The worst of the automotive industry crisis is over, and world sales are set to stabilize next year, a Moody's analyst told the Reuters Auto Summit today.
However, European manufacturers, which have been brought back from the brink by government support measures, still need to solve the problem of excess production capacity and take steps to improve operating profitability if they are to keep their investment ratings, said Falk Frey, Moody's senior vice president corporate finance.
"Our concern is that price pressure will accelerate because of oversupply and overcapacity and the negative price effect resulting from the underlying trend toward cheaper, smaller cars, as well as the need to reduce CO2 emissions and tax schemes that favor cars with lower emissions," Frey said.
Overcapacity still an issue
He said the European auto industry would fall short of a 75 percent to 80 percent break-even capacity utilization rate this year. The average rate in 2009 will be below 70 percent in a market where political concerns make job cuts and plant closures virtually impossible, he said.
"In Europe we have seen some capacity reductions. However, there has been new capacity being built up locally in those markets where labor is cheaper -- Eastern Europe -- in expectation of strong demand and also to be imported into (Western) Europe"
"The European industry is facing formidable challenges," Frey said, although he held back from predicting the wave of consolidation that many expect as carmakers look for ways to reduce costs and generate economies of scale.
"We do not anticipate big mergers. Companies are looking more toward cooperation, joint ventures with regard to certain technologies," Frey said.
Consolidation in the supplier sector is more likely, he said, with several big deals -- like Schaeffler's Continental bid -- already done.
Earlier this week France's Faurecia said it would buy into the clean-emissions technology segment with its purchase of Emcon Technologies.

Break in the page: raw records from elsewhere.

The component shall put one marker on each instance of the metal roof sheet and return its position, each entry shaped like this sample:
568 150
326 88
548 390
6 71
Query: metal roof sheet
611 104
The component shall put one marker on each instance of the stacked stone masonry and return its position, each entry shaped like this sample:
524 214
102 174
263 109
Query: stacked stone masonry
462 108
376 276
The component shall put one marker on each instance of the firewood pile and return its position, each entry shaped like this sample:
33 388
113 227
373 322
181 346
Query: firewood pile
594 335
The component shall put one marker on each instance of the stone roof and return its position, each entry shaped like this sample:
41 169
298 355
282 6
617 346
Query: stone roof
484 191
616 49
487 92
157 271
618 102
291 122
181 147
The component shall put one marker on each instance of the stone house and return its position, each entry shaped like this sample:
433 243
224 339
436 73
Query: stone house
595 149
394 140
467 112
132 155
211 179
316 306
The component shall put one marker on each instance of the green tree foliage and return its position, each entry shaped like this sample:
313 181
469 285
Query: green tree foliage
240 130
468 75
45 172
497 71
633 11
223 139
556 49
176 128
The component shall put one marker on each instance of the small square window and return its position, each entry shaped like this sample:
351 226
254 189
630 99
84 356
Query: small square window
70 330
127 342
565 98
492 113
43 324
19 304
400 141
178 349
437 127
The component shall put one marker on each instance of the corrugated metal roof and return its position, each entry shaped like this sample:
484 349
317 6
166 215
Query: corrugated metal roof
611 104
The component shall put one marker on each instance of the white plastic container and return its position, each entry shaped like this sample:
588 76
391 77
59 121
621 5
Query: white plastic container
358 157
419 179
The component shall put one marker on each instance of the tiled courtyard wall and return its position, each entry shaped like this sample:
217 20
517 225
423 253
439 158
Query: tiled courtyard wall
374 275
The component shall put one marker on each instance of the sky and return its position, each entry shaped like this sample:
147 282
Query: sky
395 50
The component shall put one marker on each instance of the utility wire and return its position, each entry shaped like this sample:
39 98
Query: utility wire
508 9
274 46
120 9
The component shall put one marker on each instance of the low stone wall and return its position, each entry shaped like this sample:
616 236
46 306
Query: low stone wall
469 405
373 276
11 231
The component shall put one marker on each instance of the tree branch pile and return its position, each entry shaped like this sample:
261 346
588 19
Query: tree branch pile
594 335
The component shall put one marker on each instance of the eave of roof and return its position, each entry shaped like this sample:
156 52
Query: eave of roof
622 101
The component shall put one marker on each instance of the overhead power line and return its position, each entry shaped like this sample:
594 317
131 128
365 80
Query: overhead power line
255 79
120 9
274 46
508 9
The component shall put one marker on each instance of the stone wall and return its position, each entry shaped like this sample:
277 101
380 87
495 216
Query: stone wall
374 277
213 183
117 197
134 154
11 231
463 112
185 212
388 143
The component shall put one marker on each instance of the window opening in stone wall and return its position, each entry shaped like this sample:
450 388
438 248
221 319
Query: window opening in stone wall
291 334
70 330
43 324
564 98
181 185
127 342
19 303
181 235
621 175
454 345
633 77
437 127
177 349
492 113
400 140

"One issue is trying to get more volumes on single platforms, to save r&d costs and get economies of scale on purchasing and production," Frey said.
World market stabilizing
Moody's expects the world auto market to stabilize next year, rising 2 percent, following an 8 percent fall expected for 2009. But different regions will show large variations.
The European market is expected to fall 9 percent as scrapping incentive schemes fade and signs of economic recovery take time to boost consumer confidence.
"I think the effectiveness (of scrapping schemes) will decline rapidly and don't see a real positive impact in 2010," said Frey.
France, Italy and the UK are expected to fall 5 percent each next year, while Germany, where an extremely generous scrapping scheme ran out in September, will drop 25 percent, Frey said.